Actually, g IS 32 ft/s^2. Note that the book's weight is given, not its mass. (ie. lb is a unit of weight, not mass). Thus mg = 10 lb, so the value of g is not directly used here. The 1 in my equation was the "1 ft." I suppose I should have labelled the units as I put them in the equation to make that clear.

I've honestly forgotten how a foot-poundal is defined. I'll have to look that up sometime.

-Dan

6. Originally Posted by topsquark
Actually, g IS 32 ft/s^2. Note that the book's weight is given, not its mass. (ie. lb is a unit of weight, not mass). Thus mg = 10 lb, so the value of g is not directly used here. The 1 in my equation was the "1 ft." I suppose I should have labelled the units as I put them in the equation to make that clear.

I've honestly forgotten how a foot-poundal is defined. I'll have to look that up sometime.

-Dan
Its a dreadful feature of the Customary/Imperial Unit system that the pound is
commonly used for weight, it is in that system's the unit of Mass. The unit of
force is the poundal - the force that would accelerate a MASS of 1 pound
at 1 ft/s^2.

RonL

7. Originally Posted by ThePerfectHacker
Heard that story a long time ago from my father. So funny, how embarrasing is that
Good grief - now I feel old

RonL

8. Originally Posted by CaptainBlack
Its a dreadful feature of the Customary/Imperial Unit system that the pound is
commonly used for weight, it is in that system's the unit of Mass. The unit of
force is the poundal - the force that would accelerate a MASS of 1 pound
at 1 ft/s^2.

RonL
Oh dear, I didn't know that. Okay, so we're both right!

-Dan

(I knew there was a reason we were switching over to metric!)
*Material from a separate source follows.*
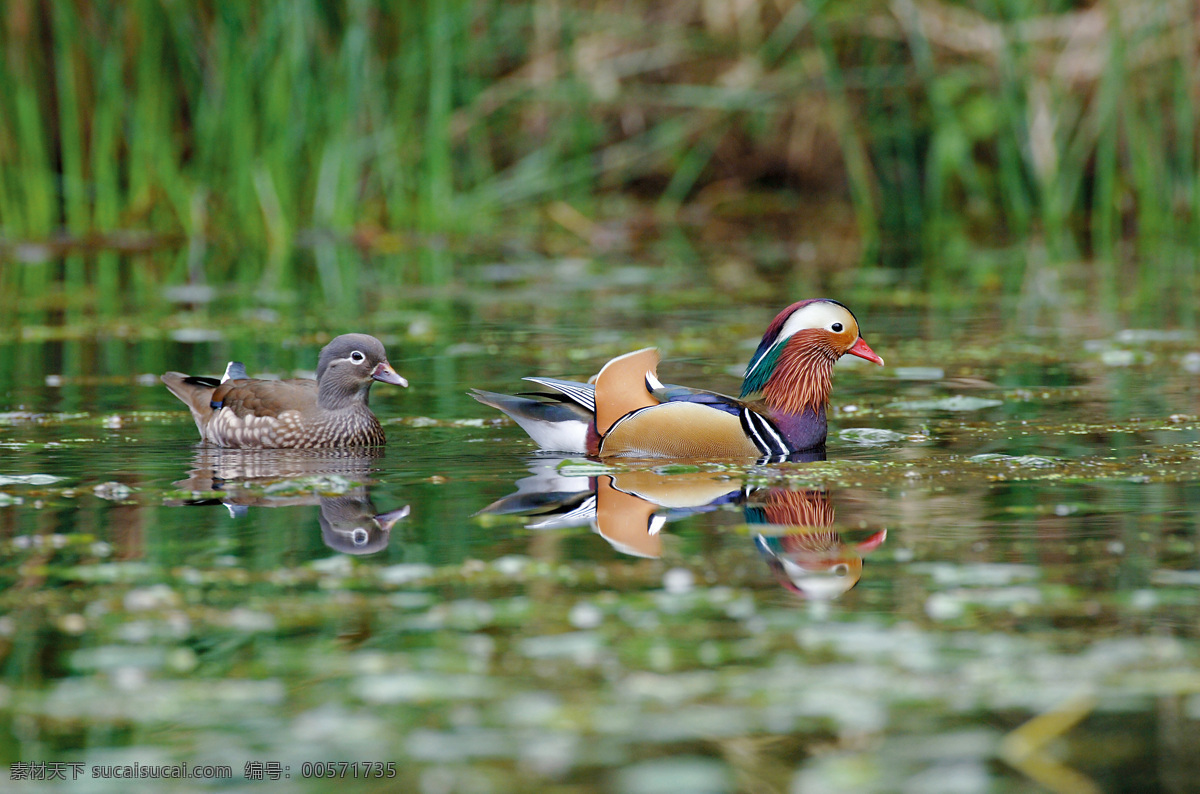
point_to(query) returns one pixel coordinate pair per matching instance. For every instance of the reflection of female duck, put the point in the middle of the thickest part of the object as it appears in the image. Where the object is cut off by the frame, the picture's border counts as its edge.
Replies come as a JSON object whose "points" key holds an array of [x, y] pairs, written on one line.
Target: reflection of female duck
{"points": [[244, 479]]}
9. Originally Posted by topsquark
(I knew there was a reason we were switching over to metric!)
You know, even though the customary system is HORRIBLE for math, it is quite usefull in approximating distance in everyday life without using a ruler...

1 inch=the length of 1 digit in your finger (I think your thumb)
1 foot=the length of your foot
1 yard=the length of a long stride
1 mile=I have no idea (probably the distance from two ancient cities)